I think the key concept in this passage is that of shifting levels. I recall how I grew up learning science, how science is taught in the classroom even today – concepts have usually been taught EITHER at the level of the individual OR at the systemic level. For example, students are taught in Biochemistry about the basic building blocks of life – carbohydrates, lipids and proteins. Later in the biology curriculum, they are introduced to entire systems – the circulatory system, the endocrine system, the nervous system. As teachers, sometimes we assume that students intuitively know how to make the link between the properties of basic building blocks, and the patterns that emerge as a system, but most times they don’t. Science then becomes a series of “topics” taught in silos. Systems are to be learned as they are : the big picture. And building blocks are to be learned as they are : the basics.
What I appreciate about Netlogo (and what I have learned as we were made to do Assignment 4) is that it forces the user to think how behavior of objects as singular, individual units affects behavior of aggregated objects as systems. When the user is made to think about how to write codes and rules governing individual units in order to model systemic behavior, it forces one to consider how individual properties have global impact on phenomena. And the ease by which this impact is visualized then allows the user to construct a deep understanding of scientific phenomena while being able to consider individual objects and systems and the transitions between them.
Martin et al. (2000) To Mindstorms and Beyond: Evolution of a Construction Kit for Magical Machines.
“Construction material and project ideas that appeal to a broad range of interests allow multiple entry points into science, mathematics, engineering, design, art, and music for all types of learners. These materials not only make new knowledge domains accessible, but also provide new ways for children to relate to domains of knowledge to which they have already been exposed.”
What I found interesting here is that the tools that were originally designed to convey and impart scientific ideas and engineering concepts evolved into the realm of art, design and even music. I was amazed by the case studies that follow the paragraph highlighted above – in which students were able to construct things like a nail salon, a gerbil maze and a musical stress meter, from something that was originally designed for science and technology. Once again, it goes to show that if we do not pigeon-hole the educational experience for our students, as most of formal education has sought to do, our students will indeed surprise us with what they can think of, and what they can connect, to add personal relevance to the learning of science.

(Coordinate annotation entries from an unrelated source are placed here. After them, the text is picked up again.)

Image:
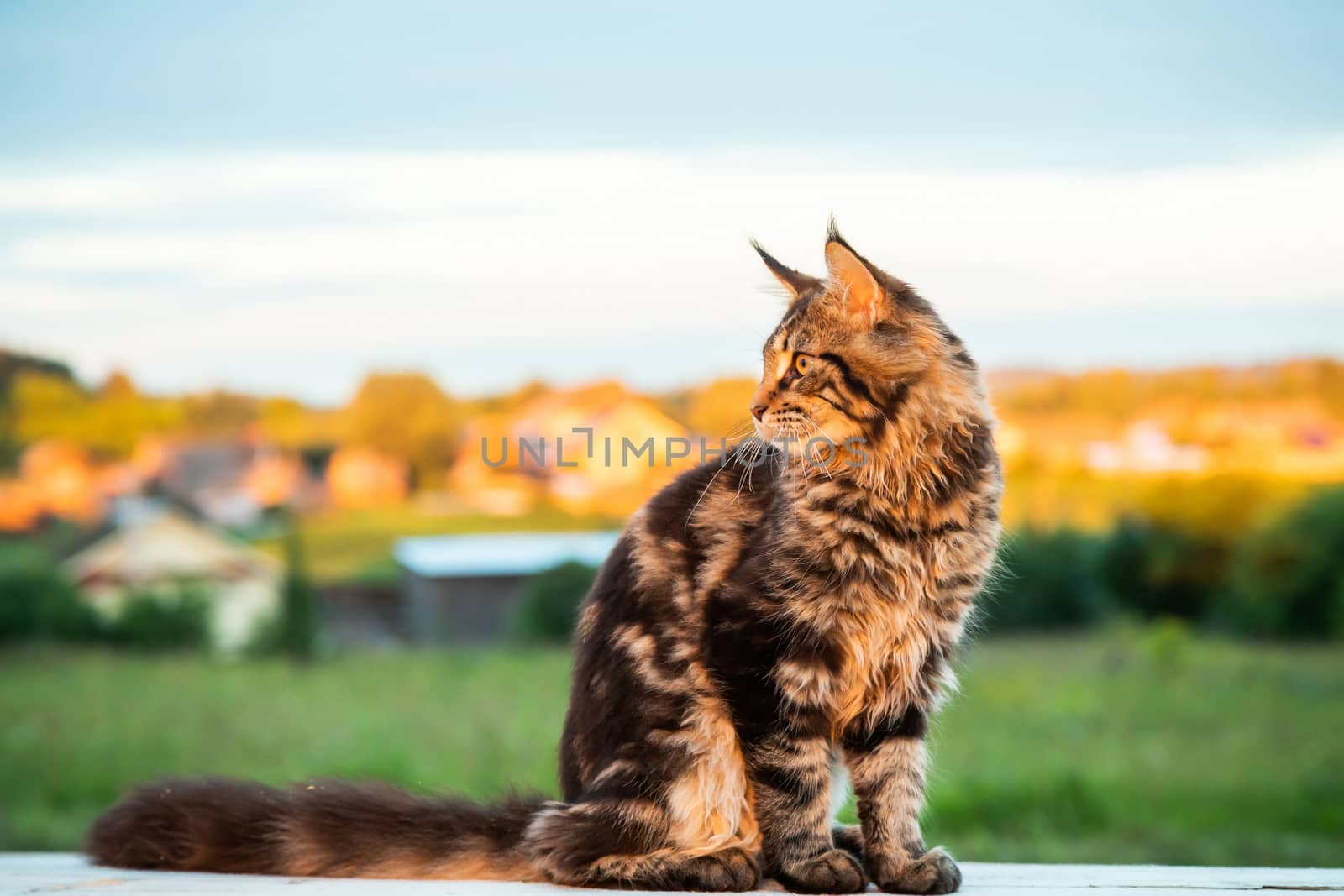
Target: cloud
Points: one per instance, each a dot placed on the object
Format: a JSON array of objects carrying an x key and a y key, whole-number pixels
[{"x": 215, "y": 266}]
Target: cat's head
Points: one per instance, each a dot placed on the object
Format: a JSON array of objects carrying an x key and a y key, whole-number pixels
[{"x": 859, "y": 356}]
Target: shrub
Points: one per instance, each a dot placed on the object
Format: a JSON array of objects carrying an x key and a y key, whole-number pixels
[
  {"x": 1045, "y": 580},
  {"x": 1288, "y": 579},
  {"x": 297, "y": 629},
  {"x": 550, "y": 602},
  {"x": 39, "y": 602},
  {"x": 172, "y": 620},
  {"x": 1162, "y": 571}
]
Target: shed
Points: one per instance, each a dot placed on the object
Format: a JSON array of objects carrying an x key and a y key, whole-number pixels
[
  {"x": 464, "y": 589},
  {"x": 159, "y": 548}
]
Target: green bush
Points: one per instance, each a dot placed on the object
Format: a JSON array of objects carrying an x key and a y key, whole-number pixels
[
  {"x": 1288, "y": 579},
  {"x": 38, "y": 602},
  {"x": 1160, "y": 571},
  {"x": 1045, "y": 580},
  {"x": 172, "y": 620},
  {"x": 550, "y": 602},
  {"x": 299, "y": 622}
]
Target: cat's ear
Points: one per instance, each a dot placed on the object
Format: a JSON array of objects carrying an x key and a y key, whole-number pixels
[
  {"x": 792, "y": 280},
  {"x": 855, "y": 281}
]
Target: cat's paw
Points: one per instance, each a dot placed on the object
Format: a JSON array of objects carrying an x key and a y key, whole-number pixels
[
  {"x": 929, "y": 875},
  {"x": 732, "y": 871},
  {"x": 831, "y": 872},
  {"x": 850, "y": 839}
]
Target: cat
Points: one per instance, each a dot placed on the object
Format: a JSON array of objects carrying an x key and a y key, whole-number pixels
[{"x": 763, "y": 621}]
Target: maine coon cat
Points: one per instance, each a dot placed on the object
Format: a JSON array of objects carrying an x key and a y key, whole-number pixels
[{"x": 759, "y": 622}]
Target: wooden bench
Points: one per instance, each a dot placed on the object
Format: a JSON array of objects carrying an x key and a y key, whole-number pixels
[{"x": 71, "y": 873}]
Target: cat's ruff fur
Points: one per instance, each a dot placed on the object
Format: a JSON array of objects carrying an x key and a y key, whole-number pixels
[{"x": 759, "y": 621}]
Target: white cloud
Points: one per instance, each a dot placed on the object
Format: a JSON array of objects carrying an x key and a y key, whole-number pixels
[{"x": 213, "y": 264}]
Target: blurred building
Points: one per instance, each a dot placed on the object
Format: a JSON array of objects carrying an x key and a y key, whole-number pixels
[
  {"x": 464, "y": 589},
  {"x": 363, "y": 477},
  {"x": 633, "y": 452},
  {"x": 158, "y": 550}
]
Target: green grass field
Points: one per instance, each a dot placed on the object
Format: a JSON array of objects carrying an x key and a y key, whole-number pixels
[{"x": 1115, "y": 748}]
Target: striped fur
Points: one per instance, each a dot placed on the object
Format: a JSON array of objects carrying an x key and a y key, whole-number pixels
[{"x": 759, "y": 621}]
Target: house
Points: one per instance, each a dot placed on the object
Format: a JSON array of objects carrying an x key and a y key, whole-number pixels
[
  {"x": 155, "y": 548},
  {"x": 464, "y": 589}
]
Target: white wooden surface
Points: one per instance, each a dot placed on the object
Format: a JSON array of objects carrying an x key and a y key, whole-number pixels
[{"x": 71, "y": 873}]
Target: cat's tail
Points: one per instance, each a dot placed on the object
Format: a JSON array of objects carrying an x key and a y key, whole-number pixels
[{"x": 319, "y": 829}]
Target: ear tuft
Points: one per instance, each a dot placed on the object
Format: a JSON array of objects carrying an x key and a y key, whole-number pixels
[
  {"x": 853, "y": 280},
  {"x": 793, "y": 281}
]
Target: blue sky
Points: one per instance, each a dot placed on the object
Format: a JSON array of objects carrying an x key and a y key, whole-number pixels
[{"x": 280, "y": 196}]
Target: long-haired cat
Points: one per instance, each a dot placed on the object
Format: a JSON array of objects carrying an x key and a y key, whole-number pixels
[{"x": 759, "y": 624}]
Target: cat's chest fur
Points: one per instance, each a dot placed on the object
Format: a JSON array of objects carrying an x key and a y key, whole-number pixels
[{"x": 874, "y": 609}]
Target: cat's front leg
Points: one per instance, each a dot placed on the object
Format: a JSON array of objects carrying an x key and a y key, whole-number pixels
[
  {"x": 790, "y": 781},
  {"x": 886, "y": 761}
]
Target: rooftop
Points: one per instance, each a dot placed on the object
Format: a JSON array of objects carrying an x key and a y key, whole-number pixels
[{"x": 510, "y": 553}]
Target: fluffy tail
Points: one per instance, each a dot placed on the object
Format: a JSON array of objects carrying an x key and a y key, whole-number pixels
[{"x": 320, "y": 829}]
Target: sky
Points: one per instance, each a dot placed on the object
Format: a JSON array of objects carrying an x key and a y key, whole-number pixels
[{"x": 280, "y": 197}]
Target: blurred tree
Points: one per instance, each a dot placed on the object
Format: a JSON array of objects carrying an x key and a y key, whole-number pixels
[
  {"x": 1162, "y": 571},
  {"x": 219, "y": 412},
  {"x": 174, "y": 618},
  {"x": 721, "y": 409},
  {"x": 1288, "y": 579},
  {"x": 549, "y": 607},
  {"x": 39, "y": 602},
  {"x": 299, "y": 621},
  {"x": 405, "y": 416},
  {"x": 1045, "y": 580}
]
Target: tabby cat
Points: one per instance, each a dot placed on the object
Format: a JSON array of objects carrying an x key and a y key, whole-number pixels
[{"x": 763, "y": 624}]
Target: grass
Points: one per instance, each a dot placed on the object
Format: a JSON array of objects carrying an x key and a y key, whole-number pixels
[{"x": 1110, "y": 748}]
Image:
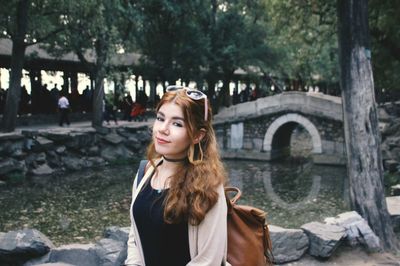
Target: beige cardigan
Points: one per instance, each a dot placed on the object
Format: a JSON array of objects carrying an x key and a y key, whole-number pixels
[{"x": 207, "y": 241}]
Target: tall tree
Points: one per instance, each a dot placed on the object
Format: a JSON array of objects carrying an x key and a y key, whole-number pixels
[
  {"x": 306, "y": 42},
  {"x": 237, "y": 33},
  {"x": 91, "y": 32},
  {"x": 364, "y": 162},
  {"x": 25, "y": 23},
  {"x": 166, "y": 32}
]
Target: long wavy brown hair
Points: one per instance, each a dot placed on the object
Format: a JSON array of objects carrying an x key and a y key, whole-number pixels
[{"x": 193, "y": 188}]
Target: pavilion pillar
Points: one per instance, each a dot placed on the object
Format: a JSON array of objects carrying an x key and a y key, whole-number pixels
[
  {"x": 65, "y": 86},
  {"x": 36, "y": 91},
  {"x": 136, "y": 87},
  {"x": 153, "y": 91},
  {"x": 74, "y": 82}
]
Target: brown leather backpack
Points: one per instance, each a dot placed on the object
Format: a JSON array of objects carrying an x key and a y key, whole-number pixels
[{"x": 249, "y": 243}]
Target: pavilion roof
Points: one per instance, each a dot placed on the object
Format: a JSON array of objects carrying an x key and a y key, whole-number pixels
[{"x": 39, "y": 57}]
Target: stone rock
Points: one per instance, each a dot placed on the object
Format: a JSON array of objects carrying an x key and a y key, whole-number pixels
[
  {"x": 112, "y": 153},
  {"x": 383, "y": 115},
  {"x": 111, "y": 252},
  {"x": 113, "y": 138},
  {"x": 133, "y": 143},
  {"x": 357, "y": 230},
  {"x": 117, "y": 233},
  {"x": 79, "y": 139},
  {"x": 324, "y": 238},
  {"x": 72, "y": 163},
  {"x": 94, "y": 151},
  {"x": 56, "y": 136},
  {"x": 18, "y": 154},
  {"x": 393, "y": 204},
  {"x": 97, "y": 161},
  {"x": 395, "y": 190},
  {"x": 61, "y": 149},
  {"x": 53, "y": 159},
  {"x": 43, "y": 169},
  {"x": 11, "y": 165},
  {"x": 40, "y": 144},
  {"x": 16, "y": 247},
  {"x": 74, "y": 254},
  {"x": 40, "y": 158},
  {"x": 287, "y": 244},
  {"x": 391, "y": 165}
]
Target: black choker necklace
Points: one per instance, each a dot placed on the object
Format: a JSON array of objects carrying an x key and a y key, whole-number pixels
[{"x": 175, "y": 160}]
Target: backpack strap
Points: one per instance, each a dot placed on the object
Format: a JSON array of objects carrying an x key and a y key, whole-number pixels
[{"x": 141, "y": 170}]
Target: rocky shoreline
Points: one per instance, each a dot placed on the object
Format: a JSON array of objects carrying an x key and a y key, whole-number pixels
[
  {"x": 320, "y": 240},
  {"x": 36, "y": 153}
]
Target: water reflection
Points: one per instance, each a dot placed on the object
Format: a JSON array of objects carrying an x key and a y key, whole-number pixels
[
  {"x": 76, "y": 207},
  {"x": 291, "y": 193}
]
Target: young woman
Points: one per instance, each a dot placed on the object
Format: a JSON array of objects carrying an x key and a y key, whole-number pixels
[{"x": 178, "y": 210}]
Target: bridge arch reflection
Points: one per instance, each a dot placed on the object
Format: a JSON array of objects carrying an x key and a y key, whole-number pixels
[{"x": 277, "y": 137}]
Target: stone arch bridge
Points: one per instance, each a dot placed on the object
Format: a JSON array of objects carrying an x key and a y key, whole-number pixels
[{"x": 262, "y": 129}]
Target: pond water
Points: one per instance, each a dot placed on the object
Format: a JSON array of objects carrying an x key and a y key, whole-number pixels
[{"x": 77, "y": 207}]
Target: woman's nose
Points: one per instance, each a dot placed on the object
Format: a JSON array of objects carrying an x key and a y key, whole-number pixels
[{"x": 164, "y": 128}]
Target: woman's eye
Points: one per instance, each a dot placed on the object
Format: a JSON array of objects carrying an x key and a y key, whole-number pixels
[{"x": 177, "y": 124}]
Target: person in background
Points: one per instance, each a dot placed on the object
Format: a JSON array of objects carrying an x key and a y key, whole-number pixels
[
  {"x": 63, "y": 108},
  {"x": 178, "y": 210},
  {"x": 109, "y": 110}
]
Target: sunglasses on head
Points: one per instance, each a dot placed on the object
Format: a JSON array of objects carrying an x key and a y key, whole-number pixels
[{"x": 192, "y": 94}]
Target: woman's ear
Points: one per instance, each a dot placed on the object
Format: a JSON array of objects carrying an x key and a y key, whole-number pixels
[{"x": 199, "y": 136}]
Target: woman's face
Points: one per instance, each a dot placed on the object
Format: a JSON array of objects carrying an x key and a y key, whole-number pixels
[{"x": 170, "y": 133}]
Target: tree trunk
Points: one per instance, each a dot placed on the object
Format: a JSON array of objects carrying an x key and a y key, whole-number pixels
[
  {"x": 100, "y": 73},
  {"x": 364, "y": 162},
  {"x": 17, "y": 63}
]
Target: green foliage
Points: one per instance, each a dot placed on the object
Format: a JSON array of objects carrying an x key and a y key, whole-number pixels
[
  {"x": 15, "y": 178},
  {"x": 384, "y": 27},
  {"x": 305, "y": 37},
  {"x": 390, "y": 179}
]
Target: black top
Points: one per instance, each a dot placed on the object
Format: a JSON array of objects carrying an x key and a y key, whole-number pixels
[{"x": 163, "y": 244}]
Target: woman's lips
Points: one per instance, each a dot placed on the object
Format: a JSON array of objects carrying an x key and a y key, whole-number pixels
[{"x": 161, "y": 141}]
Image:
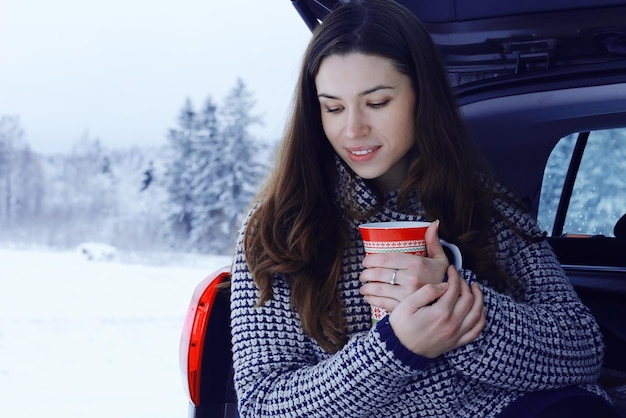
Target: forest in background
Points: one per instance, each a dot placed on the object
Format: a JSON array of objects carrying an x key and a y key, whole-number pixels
[
  {"x": 186, "y": 196},
  {"x": 190, "y": 195}
]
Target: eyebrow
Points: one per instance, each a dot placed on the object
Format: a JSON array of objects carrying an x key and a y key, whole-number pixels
[{"x": 364, "y": 93}]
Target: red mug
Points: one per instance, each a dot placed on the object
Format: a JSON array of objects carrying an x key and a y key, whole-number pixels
[{"x": 399, "y": 236}]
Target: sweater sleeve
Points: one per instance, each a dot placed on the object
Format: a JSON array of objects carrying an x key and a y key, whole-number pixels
[
  {"x": 542, "y": 337},
  {"x": 280, "y": 371}
]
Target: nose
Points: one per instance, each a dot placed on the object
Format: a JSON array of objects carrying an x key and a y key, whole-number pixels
[{"x": 356, "y": 124}]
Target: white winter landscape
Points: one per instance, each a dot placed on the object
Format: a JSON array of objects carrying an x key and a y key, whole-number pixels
[{"x": 89, "y": 338}]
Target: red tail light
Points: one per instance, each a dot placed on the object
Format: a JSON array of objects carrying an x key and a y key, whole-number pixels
[{"x": 194, "y": 331}]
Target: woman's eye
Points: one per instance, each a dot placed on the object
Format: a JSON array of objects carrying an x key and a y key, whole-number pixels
[
  {"x": 377, "y": 105},
  {"x": 333, "y": 109}
]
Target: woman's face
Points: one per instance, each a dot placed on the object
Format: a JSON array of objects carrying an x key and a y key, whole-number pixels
[{"x": 368, "y": 110}]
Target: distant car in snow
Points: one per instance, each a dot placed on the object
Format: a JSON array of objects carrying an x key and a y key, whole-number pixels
[
  {"x": 96, "y": 251},
  {"x": 542, "y": 86}
]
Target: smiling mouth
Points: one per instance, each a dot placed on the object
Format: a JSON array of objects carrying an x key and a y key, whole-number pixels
[{"x": 362, "y": 152}]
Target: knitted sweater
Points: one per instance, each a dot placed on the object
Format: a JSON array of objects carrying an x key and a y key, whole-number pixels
[{"x": 538, "y": 337}]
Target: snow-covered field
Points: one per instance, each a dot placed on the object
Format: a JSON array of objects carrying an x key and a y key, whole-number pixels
[{"x": 94, "y": 339}]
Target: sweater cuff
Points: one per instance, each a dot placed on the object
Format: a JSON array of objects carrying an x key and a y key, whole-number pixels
[{"x": 393, "y": 344}]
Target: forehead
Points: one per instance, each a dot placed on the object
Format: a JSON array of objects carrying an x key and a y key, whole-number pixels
[{"x": 356, "y": 72}]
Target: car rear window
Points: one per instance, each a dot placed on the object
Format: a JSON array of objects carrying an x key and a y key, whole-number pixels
[{"x": 596, "y": 199}]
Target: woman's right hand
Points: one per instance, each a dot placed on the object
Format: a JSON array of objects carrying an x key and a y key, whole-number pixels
[{"x": 440, "y": 317}]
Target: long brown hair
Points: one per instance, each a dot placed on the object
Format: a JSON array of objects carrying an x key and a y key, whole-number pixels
[{"x": 296, "y": 231}]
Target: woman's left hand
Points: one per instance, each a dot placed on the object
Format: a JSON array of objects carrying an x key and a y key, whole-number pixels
[{"x": 389, "y": 278}]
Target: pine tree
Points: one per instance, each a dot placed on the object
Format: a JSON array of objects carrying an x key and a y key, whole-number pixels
[
  {"x": 241, "y": 171},
  {"x": 207, "y": 168},
  {"x": 179, "y": 177}
]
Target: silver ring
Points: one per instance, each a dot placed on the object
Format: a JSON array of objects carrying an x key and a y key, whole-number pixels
[{"x": 393, "y": 278}]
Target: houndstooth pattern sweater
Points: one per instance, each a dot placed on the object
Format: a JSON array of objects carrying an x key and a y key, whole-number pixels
[{"x": 538, "y": 337}]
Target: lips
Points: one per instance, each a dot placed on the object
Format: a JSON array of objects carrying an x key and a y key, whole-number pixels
[{"x": 362, "y": 154}]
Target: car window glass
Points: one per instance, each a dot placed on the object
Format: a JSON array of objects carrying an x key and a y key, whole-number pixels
[{"x": 599, "y": 195}]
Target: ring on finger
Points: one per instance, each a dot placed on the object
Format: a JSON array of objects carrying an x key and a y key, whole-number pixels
[{"x": 393, "y": 278}]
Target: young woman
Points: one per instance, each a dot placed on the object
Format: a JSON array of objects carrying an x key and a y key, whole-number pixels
[{"x": 375, "y": 136}]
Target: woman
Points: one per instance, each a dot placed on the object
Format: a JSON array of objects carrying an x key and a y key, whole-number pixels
[{"x": 375, "y": 136}]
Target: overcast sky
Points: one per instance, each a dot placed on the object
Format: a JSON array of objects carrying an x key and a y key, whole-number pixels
[{"x": 120, "y": 70}]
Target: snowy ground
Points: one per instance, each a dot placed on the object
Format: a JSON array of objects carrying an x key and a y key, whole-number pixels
[{"x": 91, "y": 338}]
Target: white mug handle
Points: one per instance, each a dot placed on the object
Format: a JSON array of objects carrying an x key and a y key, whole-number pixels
[{"x": 458, "y": 260}]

That is the value of constructionism as I see it – not to dictate one particular path of discovery, with a fixed end-point in mind, but to provide the basic building blocks with which students then construct their own path to deep understanding, packed with personal significance and relevance. If a nail salon helps a student learn about mechanics, engineering and circuitry, then by all means, let the student construct a nail salon. She will also end up with cooler nails!
The challenge then for me as an educator would be in instructional design, to bear in mind that the point is NOT the nail salon – the point is to design the learning environment to provide the “gears” with which the nail salons and musical stress meters will emerge. Sometimes I think that this is an obvious statement … but the million dollar question is why we are not seeing more of this in formal education!